What did Robert Temple's The Sirius Mystery argue, and how has it aged?
Robert K. G. Temple's 1976 book The Sirius Mystery argued that the Dogon could not have acquired their reported Sirius knowledge through natural means and that the Nommo beings of Dogon cosmology were memories of amphibious visitors from the Sirius system. Temple built the case on Griaule and Dieterlen's primary sources, on Zecharia Sitchin's broader ancient-astronaut framework, and on comparative mythology (particularly the Oannes tradition from Mesopotamia). The book has aged in mixed ways. The core premise (that Dogon Sirius knowledge is inexplicable without extraterrestrial contact) has been weakened by van Beek's restudy and by Sagan's transmission-pathway argument, neither of which existed when Temple wrote. The book's comparative mythology section, linking the Nommo to Oannes and other sky-descended culture-bringers, retains interest independent of the extraterrestrial hypothesis.

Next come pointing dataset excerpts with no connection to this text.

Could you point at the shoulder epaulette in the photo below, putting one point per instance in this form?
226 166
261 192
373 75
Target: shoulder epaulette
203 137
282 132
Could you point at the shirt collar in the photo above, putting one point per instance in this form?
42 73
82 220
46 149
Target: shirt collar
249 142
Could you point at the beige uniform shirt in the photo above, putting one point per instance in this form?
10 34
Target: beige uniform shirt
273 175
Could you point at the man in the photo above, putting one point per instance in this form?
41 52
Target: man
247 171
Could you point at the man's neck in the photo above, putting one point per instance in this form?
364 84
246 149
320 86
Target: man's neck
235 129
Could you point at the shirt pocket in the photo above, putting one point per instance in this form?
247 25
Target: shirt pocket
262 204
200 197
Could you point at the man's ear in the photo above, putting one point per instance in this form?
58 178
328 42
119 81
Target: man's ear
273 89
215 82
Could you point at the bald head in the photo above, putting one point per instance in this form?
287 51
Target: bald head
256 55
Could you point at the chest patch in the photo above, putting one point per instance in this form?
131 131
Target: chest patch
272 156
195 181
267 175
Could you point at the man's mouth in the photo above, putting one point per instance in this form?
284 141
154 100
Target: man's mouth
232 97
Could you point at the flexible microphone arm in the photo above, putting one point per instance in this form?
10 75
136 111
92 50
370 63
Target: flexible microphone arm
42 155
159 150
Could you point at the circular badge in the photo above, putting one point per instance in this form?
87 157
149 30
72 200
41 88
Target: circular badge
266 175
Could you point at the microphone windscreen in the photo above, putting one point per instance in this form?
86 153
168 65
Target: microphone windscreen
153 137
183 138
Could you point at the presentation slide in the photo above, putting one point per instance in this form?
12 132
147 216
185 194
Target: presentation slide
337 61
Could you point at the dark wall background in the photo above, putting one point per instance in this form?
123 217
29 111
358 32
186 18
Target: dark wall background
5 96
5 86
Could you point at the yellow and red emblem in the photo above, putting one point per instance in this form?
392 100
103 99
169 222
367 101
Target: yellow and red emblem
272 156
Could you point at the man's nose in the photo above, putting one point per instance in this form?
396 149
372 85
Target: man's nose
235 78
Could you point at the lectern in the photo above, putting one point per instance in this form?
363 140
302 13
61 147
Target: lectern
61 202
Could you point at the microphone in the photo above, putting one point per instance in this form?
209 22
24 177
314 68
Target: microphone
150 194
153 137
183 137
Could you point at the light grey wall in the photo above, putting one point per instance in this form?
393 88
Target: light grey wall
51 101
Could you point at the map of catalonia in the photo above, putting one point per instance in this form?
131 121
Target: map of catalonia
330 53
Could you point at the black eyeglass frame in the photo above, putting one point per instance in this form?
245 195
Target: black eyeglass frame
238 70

Temple's 1998 revised edition responded to his critics but did not, in most scholars' view, close the case.
What is the Sigui ceremony and why does it come up in this discussion?
The Sigui is a mask festival held every 60 years (some sources say 50) by the Dogon of Mali. It is staged across neighbouring villages over several seasons and involves new mask-carving, initiation of a new cohort of ritual specialists, and the performance of foundation stories associated with the introduction of death into the world. The last full Sigui cycle ran from 1967 to 1973; the next is expected around 2027 to 2033. The Sigui features in the Sirius discussion because Griaule and Dieterlen reported that Dogon tradition links the ceremony's cycle to the orbital period of Po Tolo (Sirius B) around Sigi Tolo (Sirius A). Sirius B's actual orbital period is 50.1 years. If the link between ceremony and orbital period is pre-contact Dogon knowledge, the case is strong. If the link is a Griaule-era synthesis, the case weakens. Van Beek's restudy did not decisively resolve which it is.
Where should a reader come out on this case, honestly?
A reader should come out uncertain. The scholarly default since 1991 is skepticism of Griaule's specific Sirius report, on the grounds that van Beek could not replicate it in the field and that European astronomical knowledge of Sirius B was publicly available by the late 1920s through colonial channels. That default is not the same as debunking. Van Beek did not find that Griaule invented the material; he found that he could not verify it, and that is a different epistemic situation. The ancient-astronaut interpretation put forward by Temple and carried by researchers like Graham Hancock and Paul Wallis remains a named position, not a crank fringe. The most defensible stance is: the specific claim that the Dogon knew Sirius B before European contact is unproven in either direction, the naturalistic transmission account is more economical but not documented, and the case merits continued careful attention rather than closure.